# Optimization Datasets

An `OptimizationDataset` represents geometry optimizations performed on a set of molecules. 

In [44]:
import qcportal as ptl
client = ptl.FractalClient()
client

In [45]:
client.list_collections("OptimizationDataset")

Unnamed: 0_level_0,Unnamed: 1_level_0,tagline
collection,name,Unnamed: 2_level_1
OptimizationDataset,FDA Optimization Dataset 1,
OptimizationDataset,JGI Metabolite Set 1,
OptimizationDataset,OpenFF Discrepancy Benchmark 1,
OptimizationDataset,OpenFF Full Optimization Benchmark 1,
OptimizationDataset,OpenFF NCI250K Boron 1,
OptimizationDataset,OpenFF Optimization Set 1,
OptimizationDataset,OpenFF Primary Optimization Benchmark 1,
OptimizationDataset,OpenFF VEHICLe Set 1,
OptimizationDataset,Pfizer Discrepancy Optimization Dataset 1,
OptimizationDataset,SMIRNOFF Coverage Set 1,


In [46]:
ds = client.get_collection("OptimizationDataset", "SMIRNOFF Coverage Set 1")

## Exploring the Dataset

Each row of the dataset is comprised of a `Entry` which corresponds to a molecule.

In [47]:
ds.df.head()

COC(O)OC-0
C[S-]-0
CS-0
CO-0
CCO-0


New computations are based off specifications which contain many additional parameters to tune the geometry optimization as well as the underlying computational method.

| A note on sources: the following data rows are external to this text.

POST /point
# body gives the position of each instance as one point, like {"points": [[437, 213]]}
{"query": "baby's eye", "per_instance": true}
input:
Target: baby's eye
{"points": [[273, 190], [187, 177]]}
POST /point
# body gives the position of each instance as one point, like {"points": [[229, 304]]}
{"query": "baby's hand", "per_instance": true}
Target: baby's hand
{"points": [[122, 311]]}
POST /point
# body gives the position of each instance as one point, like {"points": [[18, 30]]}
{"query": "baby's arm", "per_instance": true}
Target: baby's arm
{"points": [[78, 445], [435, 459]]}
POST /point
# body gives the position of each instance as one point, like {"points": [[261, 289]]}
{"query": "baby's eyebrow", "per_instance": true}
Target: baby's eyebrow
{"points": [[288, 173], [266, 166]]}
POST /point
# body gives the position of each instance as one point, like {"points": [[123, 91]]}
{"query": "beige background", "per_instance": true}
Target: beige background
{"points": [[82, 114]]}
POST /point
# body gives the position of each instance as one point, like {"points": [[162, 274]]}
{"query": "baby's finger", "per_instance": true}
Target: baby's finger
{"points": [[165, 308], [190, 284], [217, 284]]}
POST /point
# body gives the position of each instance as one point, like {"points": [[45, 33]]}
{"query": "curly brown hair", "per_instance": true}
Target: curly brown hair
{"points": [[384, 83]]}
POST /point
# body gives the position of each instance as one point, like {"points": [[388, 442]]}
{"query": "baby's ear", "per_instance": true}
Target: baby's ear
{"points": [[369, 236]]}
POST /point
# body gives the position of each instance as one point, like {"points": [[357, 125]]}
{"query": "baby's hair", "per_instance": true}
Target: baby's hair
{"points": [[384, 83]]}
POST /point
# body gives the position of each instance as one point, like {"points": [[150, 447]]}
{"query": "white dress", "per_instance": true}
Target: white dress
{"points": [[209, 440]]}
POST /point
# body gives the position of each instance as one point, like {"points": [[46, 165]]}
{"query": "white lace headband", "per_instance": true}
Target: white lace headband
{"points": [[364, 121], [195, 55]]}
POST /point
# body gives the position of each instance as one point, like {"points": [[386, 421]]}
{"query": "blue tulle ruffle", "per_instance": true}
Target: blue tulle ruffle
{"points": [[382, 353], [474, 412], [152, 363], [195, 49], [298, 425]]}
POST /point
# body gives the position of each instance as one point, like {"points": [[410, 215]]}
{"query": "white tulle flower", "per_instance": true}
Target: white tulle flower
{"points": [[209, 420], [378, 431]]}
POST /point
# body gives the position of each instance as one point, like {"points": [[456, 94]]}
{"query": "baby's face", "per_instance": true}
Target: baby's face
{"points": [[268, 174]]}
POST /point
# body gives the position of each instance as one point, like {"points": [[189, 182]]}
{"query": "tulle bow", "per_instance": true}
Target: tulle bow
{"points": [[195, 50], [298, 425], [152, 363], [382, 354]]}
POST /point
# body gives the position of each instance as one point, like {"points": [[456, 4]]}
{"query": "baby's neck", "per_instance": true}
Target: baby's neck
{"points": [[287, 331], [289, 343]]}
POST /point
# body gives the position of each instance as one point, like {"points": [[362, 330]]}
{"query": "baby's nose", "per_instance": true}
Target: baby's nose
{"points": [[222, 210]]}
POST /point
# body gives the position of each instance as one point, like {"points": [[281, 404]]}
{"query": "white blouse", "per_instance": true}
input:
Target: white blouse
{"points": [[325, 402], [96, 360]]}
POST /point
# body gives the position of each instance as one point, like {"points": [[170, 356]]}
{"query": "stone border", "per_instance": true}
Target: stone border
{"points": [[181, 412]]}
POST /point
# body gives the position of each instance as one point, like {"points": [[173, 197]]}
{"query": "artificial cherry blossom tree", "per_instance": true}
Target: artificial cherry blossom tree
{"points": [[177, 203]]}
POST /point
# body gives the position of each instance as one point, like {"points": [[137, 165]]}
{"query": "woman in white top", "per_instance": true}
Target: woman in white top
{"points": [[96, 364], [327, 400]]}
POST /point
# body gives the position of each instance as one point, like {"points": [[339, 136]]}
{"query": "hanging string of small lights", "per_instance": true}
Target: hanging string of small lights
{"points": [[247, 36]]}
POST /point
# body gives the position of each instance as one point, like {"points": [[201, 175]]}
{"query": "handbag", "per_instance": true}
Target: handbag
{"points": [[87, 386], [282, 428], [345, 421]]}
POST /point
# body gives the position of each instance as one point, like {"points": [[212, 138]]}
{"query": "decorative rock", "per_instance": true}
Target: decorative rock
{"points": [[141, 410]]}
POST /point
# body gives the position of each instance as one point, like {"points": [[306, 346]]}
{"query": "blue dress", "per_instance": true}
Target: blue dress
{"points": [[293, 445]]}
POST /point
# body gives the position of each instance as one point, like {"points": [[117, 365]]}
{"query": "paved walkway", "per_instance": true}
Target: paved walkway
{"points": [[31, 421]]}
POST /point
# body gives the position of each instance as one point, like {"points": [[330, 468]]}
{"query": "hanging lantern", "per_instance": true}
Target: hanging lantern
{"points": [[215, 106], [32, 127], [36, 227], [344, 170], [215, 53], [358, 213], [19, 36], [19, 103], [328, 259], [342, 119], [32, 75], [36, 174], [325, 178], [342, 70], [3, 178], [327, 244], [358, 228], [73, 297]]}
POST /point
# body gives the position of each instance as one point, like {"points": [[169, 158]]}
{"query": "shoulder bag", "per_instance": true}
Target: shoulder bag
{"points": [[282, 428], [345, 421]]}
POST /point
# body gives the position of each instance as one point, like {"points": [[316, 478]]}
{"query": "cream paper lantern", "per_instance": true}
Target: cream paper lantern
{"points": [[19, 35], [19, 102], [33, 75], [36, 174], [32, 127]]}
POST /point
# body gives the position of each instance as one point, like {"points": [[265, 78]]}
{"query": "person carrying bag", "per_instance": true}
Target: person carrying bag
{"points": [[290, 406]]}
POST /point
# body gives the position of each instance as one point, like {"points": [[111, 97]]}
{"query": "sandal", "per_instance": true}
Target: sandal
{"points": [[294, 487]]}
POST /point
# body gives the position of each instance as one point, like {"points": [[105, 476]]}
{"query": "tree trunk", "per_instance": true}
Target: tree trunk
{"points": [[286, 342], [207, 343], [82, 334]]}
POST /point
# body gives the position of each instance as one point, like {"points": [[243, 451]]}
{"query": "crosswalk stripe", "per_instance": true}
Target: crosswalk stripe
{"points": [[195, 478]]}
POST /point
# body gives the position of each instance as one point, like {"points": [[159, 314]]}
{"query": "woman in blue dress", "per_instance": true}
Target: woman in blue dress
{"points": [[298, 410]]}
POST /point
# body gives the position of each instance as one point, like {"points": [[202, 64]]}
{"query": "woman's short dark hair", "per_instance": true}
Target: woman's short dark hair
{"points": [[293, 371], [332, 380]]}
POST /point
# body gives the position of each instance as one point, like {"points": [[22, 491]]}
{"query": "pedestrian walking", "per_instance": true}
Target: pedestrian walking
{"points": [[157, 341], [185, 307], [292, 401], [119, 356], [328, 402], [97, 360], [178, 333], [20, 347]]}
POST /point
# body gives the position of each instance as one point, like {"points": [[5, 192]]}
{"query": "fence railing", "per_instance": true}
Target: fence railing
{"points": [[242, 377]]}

Here, we can list all specifications that are attributed to this dataset.

In [48]:
ds.list_specifications()

Unnamed: 0_level_0,Description
Name,Unnamed: 1_level_1
default,Standard OpenFF optimization quantum chemistry...


In this case, there is one specification corresponding to a single level of theory. It is important to recall that these Collections are "live": new specifications can be added and individual optimizations can be under computation. To see the current status of each specification the `status` function is provided:

In [49]:
ds.status(["default"])

Unnamed: 0,default
COMPLETE,1116
ERROR,16


The number of geometry steps for each molecule can be shown:

In [50]:
ds.counts()

Unnamed: 0,default
COC(O)OC-0,11.0
C[S-]-0,6.0
CS-0,5.0
CO-0,4.0
CCO-0,8.0
...,...
CSSCCN=C=S-7,26.0
CSSCCN=C=S-8,45.0
CSSCCN=C=S-9,48.0
CSSCCN=C=S-10,60.0


Individual records can be pulled for molecules:

In [51]:
optrec = ds.get_record(name="CCO-0", specification="default")

These records contain the geometries and energies of the optimization trajectory. Below are some example data that may be pulled from an `OptimizationRecord`. The initial and final molecules may be extracted:

In [52]:
optrec.get_initial_molecule()

<Molecule(name='C2H6O' formula='C2H6O' hash='29df3ae')>

In [53]:
optrec.get_final_molecule()

<Molecule(name='C2H6O' formula='C2H6O' hash='422ad57')>

And the energy trajectory of the optimization can be plotted:

In [54]:
optrec.show_history()